今月のことば

2017年のことば

2017.06

 6月に入り、雨の日も多くなり日本では梅雨の季節がやってきます。梅雨というのは、北海道と小笠原諸島を除く日本、朝鮮半島南部、中国の華南や華中の沿海部、および台湾など、東アジアの広範囲においてみられる特有の気象現象で、雨足の強くない雨が長く続くところに特徴があるそうです。

 今月のことばは、“言葉の重さ”について述べられています。“言葉”ということを考えてみると、本来“言葉”には重さも軽さもありません。しかし、同じ言葉であっても“誰”が“誰”に対してどういう心で語るかで与える印象や深みというものが変わってくるのです。また、私たちは“言葉”によって人を励まし勇気づけ前向きに生きる力を与えることもあれば、反対に人の心に深い傷を負わせることもあります。

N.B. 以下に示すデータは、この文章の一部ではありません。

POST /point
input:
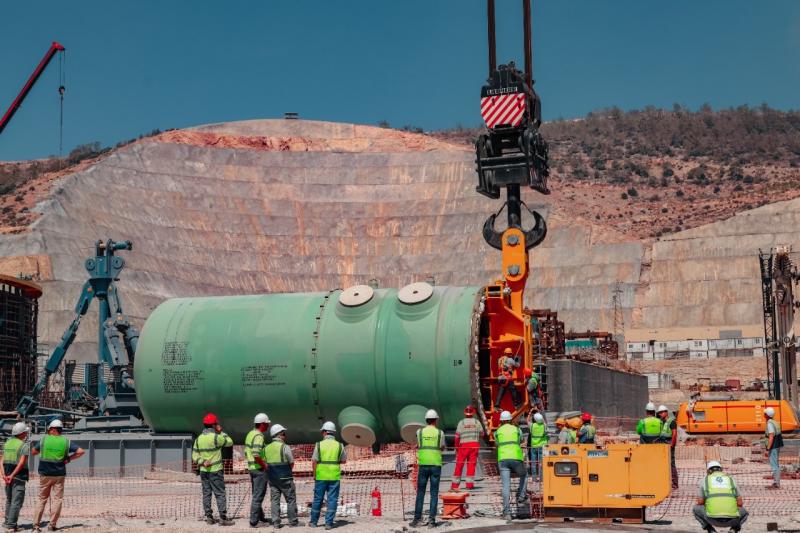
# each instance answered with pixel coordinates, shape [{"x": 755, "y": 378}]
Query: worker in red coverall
[{"x": 468, "y": 435}]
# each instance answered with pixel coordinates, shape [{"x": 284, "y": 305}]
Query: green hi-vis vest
[
  {"x": 429, "y": 451},
  {"x": 328, "y": 467},
  {"x": 538, "y": 435},
  {"x": 650, "y": 428},
  {"x": 666, "y": 431},
  {"x": 508, "y": 443},
  {"x": 278, "y": 467},
  {"x": 11, "y": 451},
  {"x": 208, "y": 447},
  {"x": 53, "y": 449},
  {"x": 254, "y": 447},
  {"x": 720, "y": 496},
  {"x": 468, "y": 431},
  {"x": 587, "y": 434}
]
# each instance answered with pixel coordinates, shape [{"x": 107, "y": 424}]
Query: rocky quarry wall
[{"x": 277, "y": 205}]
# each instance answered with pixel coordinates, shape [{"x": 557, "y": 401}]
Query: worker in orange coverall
[{"x": 468, "y": 435}]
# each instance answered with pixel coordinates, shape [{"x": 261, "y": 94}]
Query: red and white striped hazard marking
[{"x": 503, "y": 109}]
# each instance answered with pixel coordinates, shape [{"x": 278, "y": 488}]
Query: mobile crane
[
  {"x": 114, "y": 403},
  {"x": 40, "y": 68},
  {"x": 511, "y": 154}
]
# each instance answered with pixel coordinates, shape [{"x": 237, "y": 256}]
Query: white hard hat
[{"x": 18, "y": 428}]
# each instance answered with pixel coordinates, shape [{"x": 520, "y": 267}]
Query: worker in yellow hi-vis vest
[
  {"x": 719, "y": 503},
  {"x": 510, "y": 459},
  {"x": 430, "y": 443},
  {"x": 254, "y": 451},
  {"x": 54, "y": 451},
  {"x": 326, "y": 463},
  {"x": 207, "y": 455}
]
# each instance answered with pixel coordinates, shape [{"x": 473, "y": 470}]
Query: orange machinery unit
[
  {"x": 735, "y": 416},
  {"x": 612, "y": 483}
]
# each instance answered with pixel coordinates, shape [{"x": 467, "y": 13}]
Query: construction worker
[
  {"x": 533, "y": 388},
  {"x": 506, "y": 366},
  {"x": 55, "y": 452},
  {"x": 326, "y": 462},
  {"x": 565, "y": 435},
  {"x": 430, "y": 443},
  {"x": 254, "y": 452},
  {"x": 669, "y": 435},
  {"x": 588, "y": 431},
  {"x": 280, "y": 461},
  {"x": 539, "y": 437},
  {"x": 468, "y": 434},
  {"x": 15, "y": 472},
  {"x": 649, "y": 428},
  {"x": 774, "y": 437},
  {"x": 510, "y": 459},
  {"x": 719, "y": 503},
  {"x": 207, "y": 455}
]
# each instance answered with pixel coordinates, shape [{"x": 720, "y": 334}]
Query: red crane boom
[{"x": 54, "y": 48}]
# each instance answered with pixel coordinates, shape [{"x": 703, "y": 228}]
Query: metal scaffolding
[{"x": 19, "y": 311}]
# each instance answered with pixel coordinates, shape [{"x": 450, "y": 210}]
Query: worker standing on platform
[
  {"x": 539, "y": 438},
  {"x": 719, "y": 503},
  {"x": 649, "y": 427},
  {"x": 669, "y": 435},
  {"x": 254, "y": 449},
  {"x": 207, "y": 455},
  {"x": 467, "y": 443},
  {"x": 15, "y": 472},
  {"x": 587, "y": 432},
  {"x": 326, "y": 463},
  {"x": 430, "y": 443},
  {"x": 506, "y": 366},
  {"x": 54, "y": 451},
  {"x": 565, "y": 435},
  {"x": 510, "y": 459},
  {"x": 280, "y": 461},
  {"x": 774, "y": 444},
  {"x": 534, "y": 389}
]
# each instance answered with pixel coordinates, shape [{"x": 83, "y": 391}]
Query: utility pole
[{"x": 619, "y": 316}]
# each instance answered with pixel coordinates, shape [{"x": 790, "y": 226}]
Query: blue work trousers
[
  {"x": 507, "y": 466},
  {"x": 321, "y": 488},
  {"x": 434, "y": 474},
  {"x": 775, "y": 466}
]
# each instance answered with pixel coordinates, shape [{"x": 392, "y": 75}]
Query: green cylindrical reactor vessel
[{"x": 371, "y": 360}]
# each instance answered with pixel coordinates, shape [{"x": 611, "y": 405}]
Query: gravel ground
[{"x": 394, "y": 525}]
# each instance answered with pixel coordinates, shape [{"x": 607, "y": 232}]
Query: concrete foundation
[{"x": 576, "y": 386}]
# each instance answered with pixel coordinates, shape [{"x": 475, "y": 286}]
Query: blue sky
[{"x": 135, "y": 66}]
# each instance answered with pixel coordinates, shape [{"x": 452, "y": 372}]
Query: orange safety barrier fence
[{"x": 170, "y": 491}]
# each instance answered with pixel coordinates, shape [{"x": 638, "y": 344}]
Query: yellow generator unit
[{"x": 611, "y": 483}]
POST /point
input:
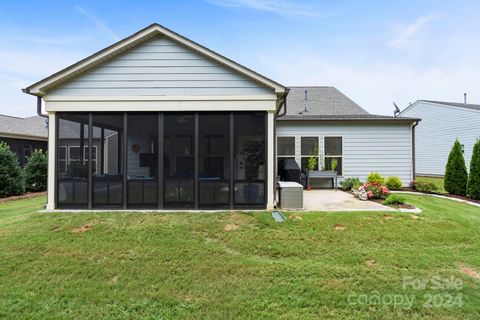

 お釈迦様は、「人が生まれたときには、実に口の中に斧(おの)が生じている。愚者は悪口を言って、その斧によって自分を斬(き)り割(さ)くのである。」(『スッタニパータ』第657偈)とおっしゃいました。これはお釈迦様の弟子のコーカーリアについて述べられた言葉として伝えられています。それは、コーカーリアがお釈迦様に仲間の弟子に邪念があると告げ口をし、お釈迦様はそのようなことをいうものではなく仲間を信じなさいと諭(さと)されたことに聞く耳を持たず、結局コーカーリアはまもなく全身に腫れ物ができ、それがもとで病死をして紅蓮(ぐれん)地獄に堕ちてしまいました。コーカーリアは他人に向けた悪口の斧が、自分へと向かってくる斧となって自分の身を滅ぼしてしまったのです。このお話の心は、人は生まれながらに誰でも口に斧を持っており、その斧が他人を傷つける為に振り下ろした言葉であれば、それがそのまま自分を傷つける言葉として返ってくることを教えています。さらに、お釈迦様は“ことばの怒りをまもれ ことばを制御せよ ことばの悪行をすてて ことばの善行をおさめよ”(『法句経』232)と、自分の思いに任せた怒りや悪い“ことば”を捨てて、良い“ことば”を使いなさいと説かれます。その良い“ことば”も、“ことばは精神の脈拍“と言われるように相手を思いやる心からの“ことば”でなければ相手には伝わりません。そして、その“ことば”が、「今月のことば」にあるように一人ひとりの生き方に由来するということは、言葉を発する人の人間性によって言葉の印象が変わってくるということでしょう。

 今月のことばを通して、改めて私たち一人ひとりが日頃使っている“言葉”について考え、“言葉”を大切にする生活を心がけましょう。